Friday, June 22, 2007

Tajuk Rencana

KOMPAS

Partai Golkar dan PDI-P?

Sengaja tanda tanyalah judul ulasan ini: kita berpendapat pertanyaanlah reaksi yang muncul terhadap pertemuan Partai Golkar dan PDI-P di Medan.

Apa latar belakang makna "Silaturahmi Nasional Partai Golkar dan Partai Demokrasi Indonesia Perjuangan" di Medan, Rabu 20 Juni 2007. Pimpinan kedua partai menjelaskan latar belakang yang sama, yakni kerisauan tentang eksistensi dan peran faham kebangsaan, tentang persatuan dalam kemajemukan (Bhinneka Tunggal Ika), tentang Pancasila sebagai ideologi dan pandangan hidup kita bersama. Tidak dijelaskan mengapa risau?

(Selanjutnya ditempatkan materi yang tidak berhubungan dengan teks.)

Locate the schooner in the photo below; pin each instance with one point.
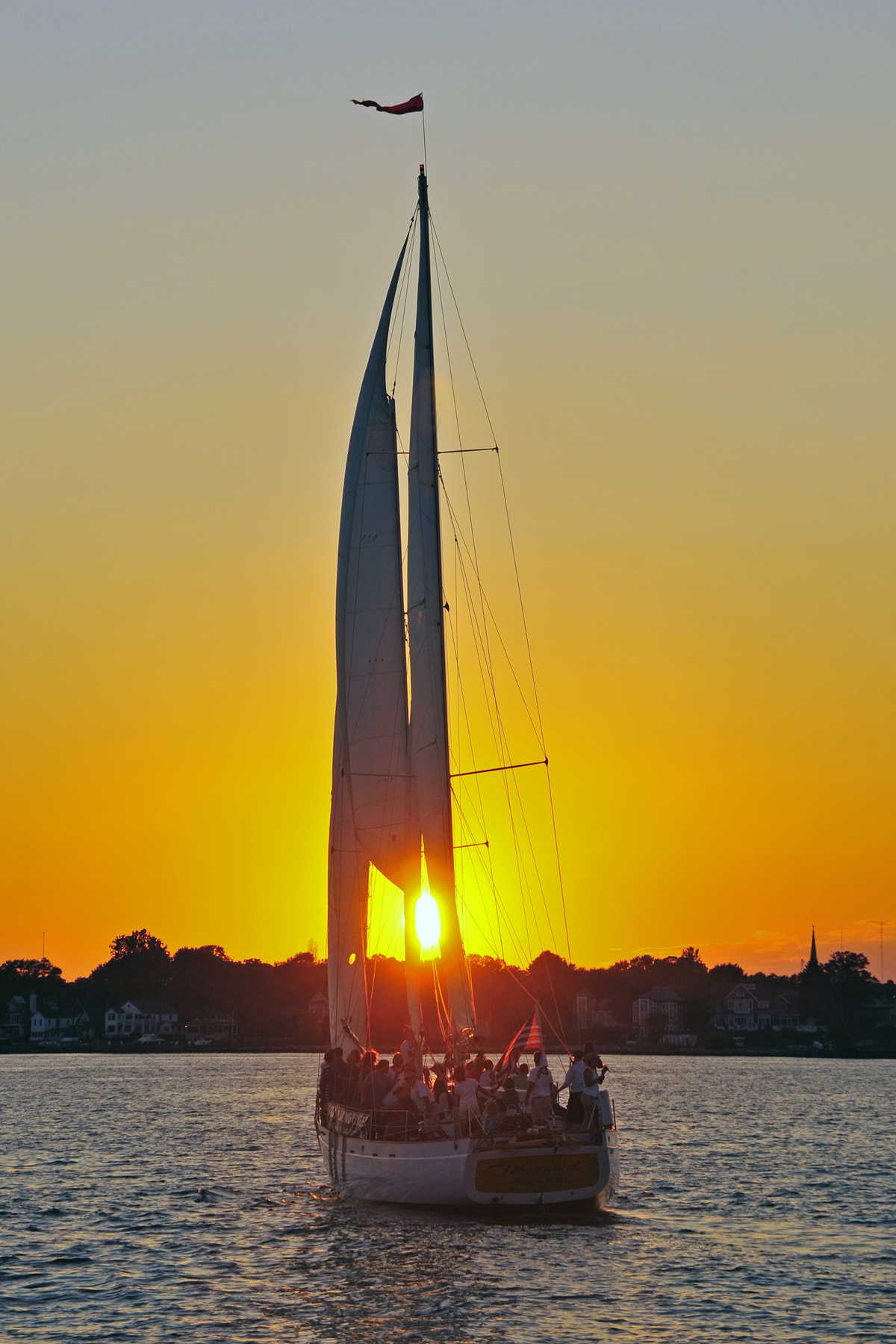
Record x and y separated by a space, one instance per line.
391 809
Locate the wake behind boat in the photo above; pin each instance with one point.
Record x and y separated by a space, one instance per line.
393 815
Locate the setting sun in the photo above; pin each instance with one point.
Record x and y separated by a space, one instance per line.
429 927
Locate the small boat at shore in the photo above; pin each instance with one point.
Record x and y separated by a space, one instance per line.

Persoalan bisa pula dilihat dari dimensi lain. Kita sedang mengisi bangunan Negara Kebangsaan yang bersendi dan berpandangan Pancasila. Dalam politik sebutlah bangunan demokrasi, bangunan otonomi. Dalam bidang sosial-ekonomi kita sedang mewujudkan perbaikan perikehidupan rakyat bangsa dan negara secara konkret. Dalam bidang sosial-budaya juga sedang kita selenggarakan pendidikan etos serta sikap budaya maju dan terbuka yang tetap bereferensi pada jati diri kita. Muncullah dalam prosesnya energi dan dinamika baru, benturan serta beragam perbedaan, hambatan, dan persoalan. Sejalan dengan demokrasi, berlangsung pula aliansi-aliansi politik. Di antaranya untuk memperoleh mayoritas suara dalam DPR agar pemerintah bisa melaksanakan pemerintahannya. Masuk akal proses itu disertai dinamika yang melibatkan juga kepentingan politik masing-masing. Adagiumnya, "tak ada aliansi permanen, yang ada kepentingan permanen".

Dalam konteks kondisi dan persoalan seperti terurai di atas, logis pendekatan Golkar dan PDI-P dalam panggung bersama di Medan membangkitkan berbagai pertanyaan, analisis, dan spekulasi. Di antaranya, apa pengaruh pertemuan Medan terhadap pemerintahan Presiden Susilo Bambang Yudhoyono dan Wapres Jusuf Kalla, apakah berdampak positif, negatif, atau netral?

Kita termasuk yang mengamati bahwa proses kenegaraan dan pemerintahan dalam transformasi dewasa ini memang disertai beragam kerisauan. Di antaranya kerisauan perihal eksistensi bangsa dan negara Indonesia yang bersatu dalam kerangka Pancasila, kebangsaan, dan kesatuan. Perkembangan yang kita khawatirkan masih dalam proses yang normal atau memang menimbulkan perasaan waswas. Perasaan itu muncul terutama oleh faktor-faktor berikut. Seberapa jauh perbaikan perikehidupan rakyat terpenuhi. Perubahan kekuatan politik yang berlangsung dewasa ini akan membuat seperti apa pola dan sosok berikut keseimbangan politik yang tercapai. Siapa pun orangnya, menyelenggarakan pemerintahan dalam masa transisi itu secara obyektif rumit dan sulit. Dalam kondisi itu seberapa jauh kinerja pemerintah dan pemerintahannya bisa kita selenggarakan lebih berwibawa dan lebih efektif. Seberapa jauh kita berhasil mempercepat perbaikan perikehidupan rakyat banyak. Seberapa jauh kita berhasil membangkitkan bangsa untuk bersama mengatasi ketinggalan kita.

Keberhasilan akan memperkuat faham kebangsaan, Pancasila, dan persatuan. Sebaliknya kegagalan akan melemahkan bangunan bangsa dan negara.